You are viewing a plain text version of this content. The canonical link for it is here.
Posted to user@mahout.apache.org by "Martin, Nick" <Ni...@pssd.com> on 2013/08/10 20:54:58 UTC

Clustering for customer segmentation

Hi all,

I'm new to Mahout and wondering if anyone could point me in the right direction for doing customer purchase behavior clustering in Mahout. Seems most of what I encounter in online and book examples for clustering is text/document based.

Basically, I'd like to be able to explore passing n years of customer transaction data into one of the clustering algorithms and have my customer population be segmented into similar groups. Key determinants of similarity would be things like sales volume, purchase frequency, sales channel, profitability, tenure, category mix, etc.

Anywhere I can see examples of this kind of thing?

Thanks!!
Nick



Sent from my iPhone

Re: Clustering for customer segmentation

Posted by Ted Dunning <te...@gmail.com>.
On Mon, Aug 12, 2013 at 12:52 PM, Martin, Nick <Ni...@pssd.com> wrote:

> I'd love to contribute so I'll get on JIRA and sign up for the dev@mailing list to start getting a feel for that process.
>

Sounds like you already know the drill.

Welcome!

RE: Clustering for customer segmentation

Posted by "Martin, Nick" <Ni...@pssd.com>.
Great info, thanks for the help.
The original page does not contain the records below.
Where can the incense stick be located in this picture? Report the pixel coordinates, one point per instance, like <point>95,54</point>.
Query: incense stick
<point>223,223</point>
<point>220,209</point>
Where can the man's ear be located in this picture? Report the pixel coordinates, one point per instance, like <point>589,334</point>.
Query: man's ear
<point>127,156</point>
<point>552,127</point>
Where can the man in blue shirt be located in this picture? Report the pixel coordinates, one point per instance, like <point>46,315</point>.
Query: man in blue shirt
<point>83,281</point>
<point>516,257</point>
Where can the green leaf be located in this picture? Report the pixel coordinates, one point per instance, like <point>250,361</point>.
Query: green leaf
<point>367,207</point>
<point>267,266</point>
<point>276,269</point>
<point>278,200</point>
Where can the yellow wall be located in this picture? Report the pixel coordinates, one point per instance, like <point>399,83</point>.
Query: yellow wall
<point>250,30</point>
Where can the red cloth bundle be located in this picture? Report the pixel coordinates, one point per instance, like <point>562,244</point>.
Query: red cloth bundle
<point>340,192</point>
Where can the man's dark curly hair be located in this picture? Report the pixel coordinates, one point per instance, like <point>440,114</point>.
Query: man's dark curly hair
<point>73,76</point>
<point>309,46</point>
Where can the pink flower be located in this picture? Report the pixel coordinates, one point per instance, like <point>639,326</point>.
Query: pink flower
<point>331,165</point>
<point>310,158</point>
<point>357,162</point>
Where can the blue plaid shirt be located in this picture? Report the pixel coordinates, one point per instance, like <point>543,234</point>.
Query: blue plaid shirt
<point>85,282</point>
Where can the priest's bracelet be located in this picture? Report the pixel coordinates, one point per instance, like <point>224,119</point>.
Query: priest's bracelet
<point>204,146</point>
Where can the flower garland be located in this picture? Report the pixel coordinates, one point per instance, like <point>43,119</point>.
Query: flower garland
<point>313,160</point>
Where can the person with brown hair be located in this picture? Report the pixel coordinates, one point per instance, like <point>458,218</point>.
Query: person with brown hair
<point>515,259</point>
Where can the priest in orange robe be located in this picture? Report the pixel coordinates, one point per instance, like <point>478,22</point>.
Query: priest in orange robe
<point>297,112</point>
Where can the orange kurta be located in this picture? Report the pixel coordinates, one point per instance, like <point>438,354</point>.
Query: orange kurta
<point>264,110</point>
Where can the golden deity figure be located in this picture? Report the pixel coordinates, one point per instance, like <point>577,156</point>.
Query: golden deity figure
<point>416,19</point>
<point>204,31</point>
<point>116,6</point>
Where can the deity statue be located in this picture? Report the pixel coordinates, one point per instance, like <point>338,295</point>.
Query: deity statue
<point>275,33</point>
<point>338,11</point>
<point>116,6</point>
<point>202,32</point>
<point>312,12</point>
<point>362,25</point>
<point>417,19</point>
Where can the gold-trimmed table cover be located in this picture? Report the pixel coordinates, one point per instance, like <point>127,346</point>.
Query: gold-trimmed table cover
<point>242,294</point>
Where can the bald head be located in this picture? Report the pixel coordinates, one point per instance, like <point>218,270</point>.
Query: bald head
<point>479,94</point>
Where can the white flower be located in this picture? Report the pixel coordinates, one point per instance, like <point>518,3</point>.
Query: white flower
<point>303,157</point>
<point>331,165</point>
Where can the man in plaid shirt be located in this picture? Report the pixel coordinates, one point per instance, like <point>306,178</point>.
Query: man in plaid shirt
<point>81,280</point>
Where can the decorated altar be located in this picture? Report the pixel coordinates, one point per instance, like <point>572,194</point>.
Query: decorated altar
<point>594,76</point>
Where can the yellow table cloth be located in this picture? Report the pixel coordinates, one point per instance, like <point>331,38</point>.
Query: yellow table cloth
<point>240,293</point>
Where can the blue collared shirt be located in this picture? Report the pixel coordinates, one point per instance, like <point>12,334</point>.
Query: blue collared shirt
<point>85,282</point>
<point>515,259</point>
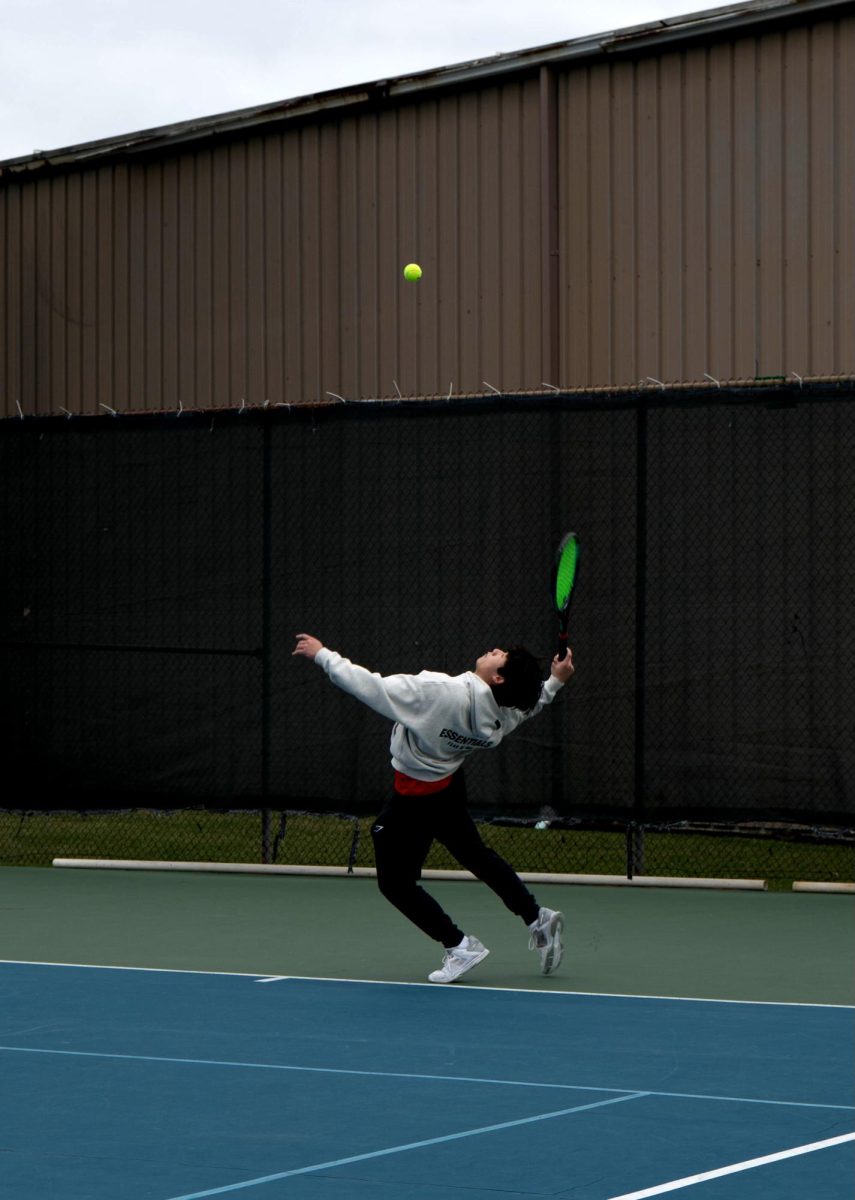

I pulled the paper and will start looking at some options.

I'd love to contribute so I'll get on JIRA and sign up for the dev@ mailing list to start getting a feel for that process.

Thanks,
Nick

-----Original Message-----
From: Ted Dunning [mailto:ted.dunning@gmail.com] 
Sent: Monday, August 12, 2013 12:00 PM
To: user@mahout.apache.org
Subject: Re: Clustering for customer segmentation

The tasks that you need to do include:

a) group your history by user id
b) extract the features you want to use from each user history
c) repeat clustering and adjusting the scaling of your features until you are happy

If you have a few hundred examples of customers broken down by the segmentation that you want, then one thing that you might look at is this
paper:

http://www.cs.cmu.edu/~epxing/papers/Old_papers/xing_nips02_metric.pdf

It shows a method for learning a metric that optimizes clustering of labeled and unlabeled points.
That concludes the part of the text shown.